Typical solvents are hexane and iso-octane. More polar solvents like acetonitrile and toluene can be used, but you probably need to invest more time in the development of the injection method with these solvents. Another influence is also sample pre-treatment, e.g. in what solvent will your extract end up after the last step of the preparation procedure.
In gas chromatography, sample preparation is critical to obtain the right result. Choosing the right chemicals for your method and application will help you for a successful analysis. Avantor® offers a broad range of chemicals for sample preparation of gas chromatography, such as solvents for headspace, pesticide and organic substances trace analysis, MOSH/MOAH and other applications.
What solvents should you select for GC-MS analysis?
Why has the HEADSPACE solvent grade been created?
When a GC-HS method is being developed, parameters such as sample solvent, extraction temperature and time, sample volume and headspace volume are optimized. Because the composition and purity of a sample solvent have significant effects on the recovery and quality of chromatogram, we have developed solvents specifically for GC-HS applications. Their purity and handling specifications meet the requirements of European Pharmacopoeia (Ph. Eur.). This new GC-HS solvent line includes many common organic solvents such as dimethylsulphoxide (DMSO), dimethylformamide (DMF), dimethylacetamide (DMAC) and n-Methylpyrrolidone-2.
What kind of high-purity solvents can I choose for dioxin analysis?
Dioxin determination in food is mostly done by GC-MS using dichloromethane, n-Hexane or toluene for sample preparation. We offer these solvents in high purity Merck UniSolv® or VWR Chemicals SUPRA TRACE grade. Due to their high specifications these grades are perfect for dioxin analysis by GC-MS.
What is the most popular solvent for dissolving a sample prior to injection on GC/MSD, especially for pesticide analysis?
It depends on the pesticides you want to analyze, and also on the matrix from where the pesticides are being extracted. Ethyl acetate or acetonitrile can be good solvents for this purpose. Generally modified QuEChERS methods prefer to use EA or ACN. These solvents can extract most of the pesticides present in a matrix, but there are still some matrices that need a different approach.

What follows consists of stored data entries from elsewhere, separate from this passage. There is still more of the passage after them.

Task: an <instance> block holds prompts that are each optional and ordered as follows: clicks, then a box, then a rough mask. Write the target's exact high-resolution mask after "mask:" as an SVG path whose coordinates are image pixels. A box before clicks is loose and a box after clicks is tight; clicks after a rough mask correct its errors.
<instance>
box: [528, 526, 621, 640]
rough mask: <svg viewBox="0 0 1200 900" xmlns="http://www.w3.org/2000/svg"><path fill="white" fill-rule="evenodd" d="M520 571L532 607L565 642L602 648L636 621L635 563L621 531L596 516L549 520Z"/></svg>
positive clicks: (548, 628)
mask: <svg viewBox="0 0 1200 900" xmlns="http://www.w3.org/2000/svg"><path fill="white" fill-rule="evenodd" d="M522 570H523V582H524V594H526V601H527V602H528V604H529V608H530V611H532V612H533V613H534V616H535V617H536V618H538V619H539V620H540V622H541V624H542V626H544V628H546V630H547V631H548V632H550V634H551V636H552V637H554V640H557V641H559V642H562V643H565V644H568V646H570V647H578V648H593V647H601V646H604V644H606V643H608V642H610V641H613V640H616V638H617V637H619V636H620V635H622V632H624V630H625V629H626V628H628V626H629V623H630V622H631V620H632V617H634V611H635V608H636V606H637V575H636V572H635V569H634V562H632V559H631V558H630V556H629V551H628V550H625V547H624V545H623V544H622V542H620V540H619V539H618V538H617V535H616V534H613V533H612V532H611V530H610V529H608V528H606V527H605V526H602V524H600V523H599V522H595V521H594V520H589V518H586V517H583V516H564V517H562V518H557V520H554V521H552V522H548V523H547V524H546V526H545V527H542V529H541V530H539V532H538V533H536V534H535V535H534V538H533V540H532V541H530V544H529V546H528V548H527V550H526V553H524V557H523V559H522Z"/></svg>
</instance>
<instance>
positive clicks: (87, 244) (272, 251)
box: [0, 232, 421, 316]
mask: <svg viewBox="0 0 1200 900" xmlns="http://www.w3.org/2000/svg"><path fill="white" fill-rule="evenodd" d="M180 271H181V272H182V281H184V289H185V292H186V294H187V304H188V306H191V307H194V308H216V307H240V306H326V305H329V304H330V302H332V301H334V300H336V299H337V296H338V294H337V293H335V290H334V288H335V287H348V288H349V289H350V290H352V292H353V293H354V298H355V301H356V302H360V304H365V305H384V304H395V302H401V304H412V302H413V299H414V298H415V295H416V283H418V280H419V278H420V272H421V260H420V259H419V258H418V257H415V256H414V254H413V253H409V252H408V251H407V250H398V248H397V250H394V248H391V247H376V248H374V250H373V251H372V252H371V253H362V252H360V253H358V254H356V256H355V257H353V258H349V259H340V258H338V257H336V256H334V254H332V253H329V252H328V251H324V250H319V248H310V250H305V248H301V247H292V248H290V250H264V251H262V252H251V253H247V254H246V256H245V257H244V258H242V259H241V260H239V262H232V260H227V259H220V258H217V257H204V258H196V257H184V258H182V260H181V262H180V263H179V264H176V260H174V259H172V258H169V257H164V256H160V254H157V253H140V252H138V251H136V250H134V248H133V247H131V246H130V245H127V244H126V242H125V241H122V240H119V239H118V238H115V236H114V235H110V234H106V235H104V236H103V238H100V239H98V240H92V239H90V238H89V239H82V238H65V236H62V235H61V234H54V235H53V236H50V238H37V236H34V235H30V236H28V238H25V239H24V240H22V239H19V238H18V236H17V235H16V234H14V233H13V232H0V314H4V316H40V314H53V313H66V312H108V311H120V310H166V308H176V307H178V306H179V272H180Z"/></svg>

Be careful with acetonitrile in QuEChERS because this solvent is not really compatible with some compounds. In those cases you're better off using a polar solvent with solvent exchange into dichloromethane or hexane. Solvent selection also depends on many factors like solubility and polarity. Due to the high temperatures used in GC-MS, vapor generated from solvent after injecting a sample also plays an important role.